Le
parole che ritornano
di Roberto Chiesi
Per
Laura Betti, l’omicidio di Pasolini non era avvenuto in un passato remoto
di quasi trent’anni prima, ma continuava ad appartenere sempre e inesorabilmente
al presente. Ne parlava ancora pochi giorni prima di morire, nel luglio
2004, ma mai direttamente e sempre per allusioni, come se fosse un segreto
aperto. Senza lamenti e senza compianti. Parlava dell’Idroscalo, lei che
era chiusa in un ospedale, con la dignità del dolore di chi non
si è mai pacificato, di chi non ha mai accettato.
Per molti che hanno letto
i libri di Pasolini e visto i suoi film anni e anni dopo la morte, come
per tanti suoi contemporanei, rimane semplicemente impossibile credere
alla versione secondo cui, tra l’altro, un uomo forte e vigoroso corse
per settanta metri, inseguito da un ragazzetto armato di un bastone friabile.
Un ragazzetto che rimane completamente illeso e coi vestiti quasi immacolati
mentre il corpo di Pasolini era diventato una cosa irriconoscibile. Ma
è onestamente difficile respingere i dubbi che suscita la sicurezza
con cui il cugino Nico Naldini e pochi altri intimi di Pasolini, hanno
fatto rientrare la sua morte in un tragico, spietato e ferale “incidente”
della sua vita privata. Il senso di quella morte è sospeso a quei
due estremi: l’agguato (con tutte le sue possibili spiegazioni) o un’assurda,
atrocemente inevitabile tragedia privata.
Ecco che le parole della
“rivelazione” di questi giorni, provenienti da un reo confesso che non
vuole più essere marchiato come tale e che rovescia completamente
quanto ha giurato per trent’anni, aumentano l’ansia di arrivare ad una
verità che ora viene probabilmente confusa alle nuove bugie, alle
nuove speculazioni di uno sbandato, ex assassino, ex rapinatore, ex galeotto.

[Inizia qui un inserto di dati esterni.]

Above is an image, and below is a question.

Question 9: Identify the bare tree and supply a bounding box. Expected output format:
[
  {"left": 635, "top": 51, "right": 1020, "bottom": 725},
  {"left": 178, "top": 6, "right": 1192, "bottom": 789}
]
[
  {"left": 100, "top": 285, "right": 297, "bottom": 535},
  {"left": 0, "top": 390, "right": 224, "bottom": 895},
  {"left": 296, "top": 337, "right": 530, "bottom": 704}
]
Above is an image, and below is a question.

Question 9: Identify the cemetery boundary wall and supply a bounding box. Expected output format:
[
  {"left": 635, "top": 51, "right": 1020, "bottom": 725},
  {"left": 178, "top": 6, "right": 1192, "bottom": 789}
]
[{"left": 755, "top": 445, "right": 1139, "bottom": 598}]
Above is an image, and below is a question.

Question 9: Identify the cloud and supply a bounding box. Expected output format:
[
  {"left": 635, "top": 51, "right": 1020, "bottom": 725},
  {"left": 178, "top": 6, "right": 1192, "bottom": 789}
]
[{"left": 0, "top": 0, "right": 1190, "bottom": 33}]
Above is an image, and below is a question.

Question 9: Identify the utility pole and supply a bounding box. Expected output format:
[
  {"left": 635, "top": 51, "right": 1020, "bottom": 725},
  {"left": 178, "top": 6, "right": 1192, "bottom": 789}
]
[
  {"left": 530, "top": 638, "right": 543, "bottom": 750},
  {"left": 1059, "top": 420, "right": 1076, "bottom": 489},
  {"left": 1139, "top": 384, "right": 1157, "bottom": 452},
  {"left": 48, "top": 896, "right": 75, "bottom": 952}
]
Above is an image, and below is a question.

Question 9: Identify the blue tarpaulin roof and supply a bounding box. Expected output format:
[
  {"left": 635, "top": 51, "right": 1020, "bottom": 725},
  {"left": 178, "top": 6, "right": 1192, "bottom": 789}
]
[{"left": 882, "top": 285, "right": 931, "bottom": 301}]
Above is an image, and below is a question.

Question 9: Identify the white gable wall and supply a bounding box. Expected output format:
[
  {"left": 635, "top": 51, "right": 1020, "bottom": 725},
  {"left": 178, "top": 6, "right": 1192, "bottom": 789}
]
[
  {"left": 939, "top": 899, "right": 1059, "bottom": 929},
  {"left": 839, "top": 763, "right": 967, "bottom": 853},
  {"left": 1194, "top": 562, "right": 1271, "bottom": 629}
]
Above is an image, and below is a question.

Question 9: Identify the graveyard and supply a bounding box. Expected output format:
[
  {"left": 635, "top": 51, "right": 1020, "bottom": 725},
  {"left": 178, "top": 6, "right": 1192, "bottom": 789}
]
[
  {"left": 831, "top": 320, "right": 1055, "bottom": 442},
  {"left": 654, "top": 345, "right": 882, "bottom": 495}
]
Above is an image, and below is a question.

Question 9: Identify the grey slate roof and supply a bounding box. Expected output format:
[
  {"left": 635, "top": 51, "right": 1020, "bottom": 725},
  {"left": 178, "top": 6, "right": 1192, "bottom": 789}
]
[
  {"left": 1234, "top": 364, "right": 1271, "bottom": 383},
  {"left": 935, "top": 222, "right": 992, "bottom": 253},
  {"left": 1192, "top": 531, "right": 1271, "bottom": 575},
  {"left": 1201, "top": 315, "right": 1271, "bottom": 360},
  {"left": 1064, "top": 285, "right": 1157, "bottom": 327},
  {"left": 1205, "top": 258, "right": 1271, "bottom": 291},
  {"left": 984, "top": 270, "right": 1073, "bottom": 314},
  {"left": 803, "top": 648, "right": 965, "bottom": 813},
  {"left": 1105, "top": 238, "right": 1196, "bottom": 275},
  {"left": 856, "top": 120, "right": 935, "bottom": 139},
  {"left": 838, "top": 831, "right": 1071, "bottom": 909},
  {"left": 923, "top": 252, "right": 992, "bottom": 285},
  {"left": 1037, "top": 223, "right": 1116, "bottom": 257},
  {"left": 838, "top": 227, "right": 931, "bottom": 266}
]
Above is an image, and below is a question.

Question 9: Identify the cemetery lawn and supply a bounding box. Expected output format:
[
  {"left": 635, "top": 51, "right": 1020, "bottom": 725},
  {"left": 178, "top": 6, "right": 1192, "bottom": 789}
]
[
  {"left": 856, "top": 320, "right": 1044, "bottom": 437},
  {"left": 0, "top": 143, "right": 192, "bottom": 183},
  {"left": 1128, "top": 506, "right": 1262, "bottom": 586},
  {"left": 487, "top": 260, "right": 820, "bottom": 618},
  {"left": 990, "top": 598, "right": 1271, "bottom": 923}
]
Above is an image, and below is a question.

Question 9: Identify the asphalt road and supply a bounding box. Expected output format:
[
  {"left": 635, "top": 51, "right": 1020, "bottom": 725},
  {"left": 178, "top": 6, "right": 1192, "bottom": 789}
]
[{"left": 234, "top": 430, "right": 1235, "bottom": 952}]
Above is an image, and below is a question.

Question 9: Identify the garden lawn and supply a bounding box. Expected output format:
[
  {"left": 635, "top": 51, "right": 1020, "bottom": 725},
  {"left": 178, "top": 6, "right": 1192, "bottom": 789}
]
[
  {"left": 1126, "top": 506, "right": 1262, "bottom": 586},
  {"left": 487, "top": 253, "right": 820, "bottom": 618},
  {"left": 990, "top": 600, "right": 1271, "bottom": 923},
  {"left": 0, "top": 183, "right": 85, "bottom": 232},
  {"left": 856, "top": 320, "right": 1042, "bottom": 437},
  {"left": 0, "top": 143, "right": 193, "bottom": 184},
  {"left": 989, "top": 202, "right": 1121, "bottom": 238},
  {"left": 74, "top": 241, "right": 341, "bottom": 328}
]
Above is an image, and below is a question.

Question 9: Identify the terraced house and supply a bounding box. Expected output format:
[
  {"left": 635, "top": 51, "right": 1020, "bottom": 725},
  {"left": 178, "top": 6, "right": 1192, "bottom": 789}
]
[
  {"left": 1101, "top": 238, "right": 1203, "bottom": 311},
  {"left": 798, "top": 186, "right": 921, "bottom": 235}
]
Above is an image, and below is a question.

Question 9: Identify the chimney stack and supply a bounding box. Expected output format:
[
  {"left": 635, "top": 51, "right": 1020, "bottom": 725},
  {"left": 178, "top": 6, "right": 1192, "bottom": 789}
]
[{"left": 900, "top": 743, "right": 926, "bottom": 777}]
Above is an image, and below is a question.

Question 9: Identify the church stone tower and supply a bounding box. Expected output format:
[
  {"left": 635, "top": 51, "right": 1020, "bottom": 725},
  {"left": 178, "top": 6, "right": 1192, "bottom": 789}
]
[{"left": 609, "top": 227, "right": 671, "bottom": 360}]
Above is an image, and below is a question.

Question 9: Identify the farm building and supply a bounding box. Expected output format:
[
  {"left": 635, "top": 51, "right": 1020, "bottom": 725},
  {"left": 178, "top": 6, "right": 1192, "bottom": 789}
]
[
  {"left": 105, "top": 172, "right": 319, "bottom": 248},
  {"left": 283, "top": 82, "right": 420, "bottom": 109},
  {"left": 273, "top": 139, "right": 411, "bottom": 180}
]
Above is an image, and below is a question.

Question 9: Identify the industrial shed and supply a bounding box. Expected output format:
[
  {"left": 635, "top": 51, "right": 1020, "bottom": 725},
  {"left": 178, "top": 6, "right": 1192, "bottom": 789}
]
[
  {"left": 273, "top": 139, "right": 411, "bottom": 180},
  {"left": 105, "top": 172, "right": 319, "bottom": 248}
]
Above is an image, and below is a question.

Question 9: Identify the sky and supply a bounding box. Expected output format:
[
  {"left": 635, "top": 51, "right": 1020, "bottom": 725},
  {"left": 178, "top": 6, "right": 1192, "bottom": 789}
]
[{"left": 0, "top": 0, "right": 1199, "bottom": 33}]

Un’ansia che forse dovremo tenerci senza rimedio.
Forse si può anche
non credere alle parole di Sergio Citti, alla storia che descrive, ma non
penso si possa rimanere indifferenti alla sincerità della sua disperazione:
la disperazione di un amico dello scrittore che non vuole morire senza
avere tentato di definire la verità di quella morte rubata.
Qualunque idea si abbia
sull’omicidio di Pasolini, non credo che si possa accettare di seppellire
il suo assassinio sotto la frase di Giulio Andreotti che Naldini
vorrebbe iscrivere sulla tomba del cugino: “se l’è cercata”.
Quella frase discende dalla
stessa scuola di pensiero che cercò di soffocare il Neorealismo
sotto il controriformismo censorio dei “panni sporchi si lavano in famiglia”.
Quelle parole sprezzanti e abiette nel voler giudicare lo strazio che ha
subito un uomo come Pasolini - “se l’è cercata” - coincidono perfettamente
con le parole che il presunto assassino ha ripetuto per trent’anni e con
lui la massa del peggior giornalismo e del più infimo qualunquismo
italiota. Emanano un vecchio fetore: il fetore di quel cinismo imbellettato
di moralismo che Pasolini ha combattuto tutta la vita e che oggi possiamo
riconoscere come uno dei lineamenti del degrado italiano.
.
Roberto
Chiesi (che ha scritto Il brano sopra riportato a titolo personale
e non in qualità di curatore - insieme a Loris Lepri - del Centro
Studi-Archivio Pier Paolo Pasolini), è studioso, critico cinematografico,
giornalista. Collabora con diverse testate specializzate.